Second portfolio + margin line
1. TH Plantation 140% (cost: 1.52)
2. Keladi 25.6% (cost: 16.1sen)
3. Chuan 16.2% (cost 60.5sen)
4. TWS 8.2% (cost 3.12)

horse said...

already bought some but the portion not big enough. Trading volume is still relatively small, will try to enter more if it retreated else just let it be.

hng, you probably can enlighten ccdev's queries in my chatbox there by posting here. What is your picking criterias ? he is interested to know, of course if u think tis is yr trade secret. Please ignore.

ccdev said...

hng, no need to write long letter but if you free to chat now n then, or just drop hint in comment box like you did earlier for horse. Now i have 'rojak' info about you and horse. still trying to picture the approach (earnings come first? div come first? how does mkt conditions and mkt volume affect buy/sell choice?) but i am also much curious about how you do your swing trade (your buy price usually lower of the price range). as for trade secret, i'm cannot even guarantee i can follow what you say because my knowledge/experience level may be few level below yours. but what u can share will be appreciated.
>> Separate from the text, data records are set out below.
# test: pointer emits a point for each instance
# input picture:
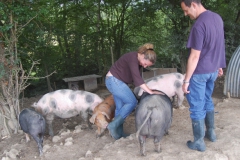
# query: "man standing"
(205, 63)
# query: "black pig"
(153, 119)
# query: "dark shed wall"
(232, 78)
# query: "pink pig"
(66, 103)
(170, 84)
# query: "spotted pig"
(66, 103)
(170, 83)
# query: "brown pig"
(103, 114)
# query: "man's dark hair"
(188, 2)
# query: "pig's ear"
(92, 119)
(105, 114)
(140, 92)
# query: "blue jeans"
(200, 97)
(123, 96)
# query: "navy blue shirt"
(207, 36)
(127, 69)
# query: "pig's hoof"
(158, 151)
(143, 154)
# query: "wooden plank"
(89, 81)
(79, 78)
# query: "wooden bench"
(89, 81)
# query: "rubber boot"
(209, 122)
(113, 127)
(121, 133)
(198, 128)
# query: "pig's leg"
(49, 119)
(180, 95)
(142, 141)
(39, 143)
(27, 137)
(157, 144)
(86, 120)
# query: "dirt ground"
(73, 143)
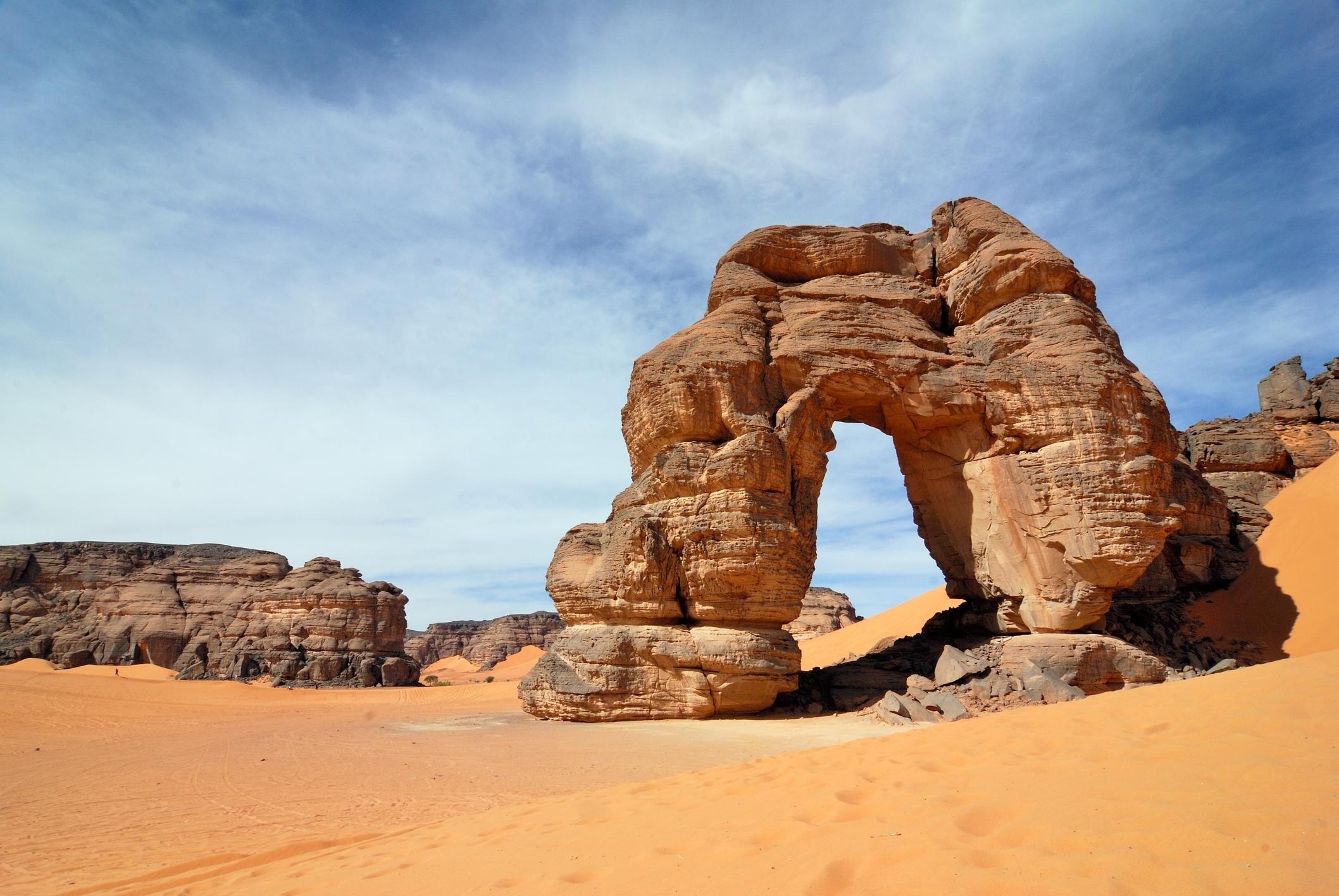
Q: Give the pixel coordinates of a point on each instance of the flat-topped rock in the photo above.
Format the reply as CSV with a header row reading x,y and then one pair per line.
x,y
206,611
nice to talk some stock stuff too which is different from the "ehh, this one i hear can buy..." market talk.

Anonymous said...

ccdev

Trading stock really need own experience, once you have experience and learn from mistake, you'll be able to develop your own investment plan that suit your own risk profile.

Another approach is buy some first and learn latter if no very sure and then gain experience gradually from day to day share movement and observe supply and demand as well as market barometer.

I've been very transparent in my investment journey and posted my everyday stock portfolio, you can treat it as guide if you wan to follow.

About swing trade, as full time trader, I'm observing every second market movement, if feel time is right, just spare some capital to trade. there is no 100% sure that trade will be profitable, if stock on downtrend again, i'll just need to cut loss as previous done on Genting.